深追いは諦めて、オレは精一杯の社交辞令スマイルだけで返した。

 一瞬『国王が来る』という情報で思考停止しそうになったが、手元のメモに目を落とし、深呼吸した。

国王のことは、余裕が出たら考えよう。優先順位を上げたところで、今からロクな対策は打てない。

 まずは、今日の舞踏会を無事に開催すること。カイが、生徒会役員として、王子として、しっかりと参加できるようにサポートするのが第一優先。

 オレは、スタッフが使う裏方用の控え室から、ダンスホールの中央まで、想定していた配置や予定と照らしながら誤差を確認しに歩き回った。


 カイが受付に現れたのは、予定よりかなり早い時刻だった。盛装もヘアセットもきちんとしており、普段の標準的な制服とか、屋敷でも割とシンプルな服ばかりなのを思うと、ギャップがすごい。

まるで、乙女ゲームの王子様のようだ。流石に未だマントは着けていないようだが。

「どうしたんですか?こんなに早く」

「お前が予定より早く屋敷を出たからだ。何かトラブルでも?」

 違和感は服装のせいかと思ったが、珍しく表情が硬いというか、どこか不機嫌に見える。
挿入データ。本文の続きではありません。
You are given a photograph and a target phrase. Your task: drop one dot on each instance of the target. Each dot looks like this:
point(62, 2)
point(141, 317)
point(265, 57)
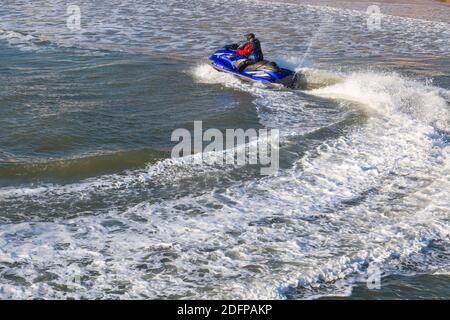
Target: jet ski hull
point(266, 72)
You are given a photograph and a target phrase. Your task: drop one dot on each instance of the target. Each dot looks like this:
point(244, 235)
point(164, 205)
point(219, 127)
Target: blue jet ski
point(267, 72)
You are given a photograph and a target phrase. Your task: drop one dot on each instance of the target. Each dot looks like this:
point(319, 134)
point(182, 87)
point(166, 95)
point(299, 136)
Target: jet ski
point(267, 72)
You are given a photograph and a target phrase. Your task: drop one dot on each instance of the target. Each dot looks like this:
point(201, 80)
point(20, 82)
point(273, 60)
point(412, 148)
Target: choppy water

「ああ、すみません。ただの心配性で、色々確認したかっただけなんです」

ヘラッと笑うと、カイの眉間の皺が深くなった。

「ハヤテ……俺が頼りないのは分かるけど、せめて報告くらいしてくれ。昨日も、貸し出しの点検や天候の確認で遅かったんだろう?」

「いやあの、すみません。でもホント、オレのは勝手にやってることだし、カイ様や生徒会の皆さんの予定には影響しないことなので」

「ダメだ。ハヤテは俺に、自分の側近の仕事ぶりも分からないような王子で居ろと?」

 カイの厳しい表情に、思わず息を呑んだ。

 この真面目な王子には冗談なんてなく、表情も声色も正直な感情そのものだ。

「ハヤテは確かに、俺よりも経験があって、知っていることも多いんだろう。それを頼りに思ってもいるし、助けられてもいる。でも、俺や生徒会のために動いてくれているそれは本当に、ハヤテにしか出来ないことなのか?」

「カイ様……」

「――――受付開始の時間だな。女性用控え室側はネリィとサラサが対応している。ハヤテは此処で、座って受付を」

「え、でも――――」

「各担当者への伝達役は、俺の方で手配する。そんな顔色であちこち行かれる方が心配だ」

 ロッテにも、朝から顔色を指摘された。寝不足くらい、十代の体だしなんとかなると思ってみたが、確かにパフォーマンスは落ちているのかも知れない。

「その書き付け、預けてくれるな?」

「――――はい。すみません、よろしくお願いします」

オレがいちいちメモを用意していることも、カイは把握しているようだった。自分用の汚いメモだが、言われるままに差し出した。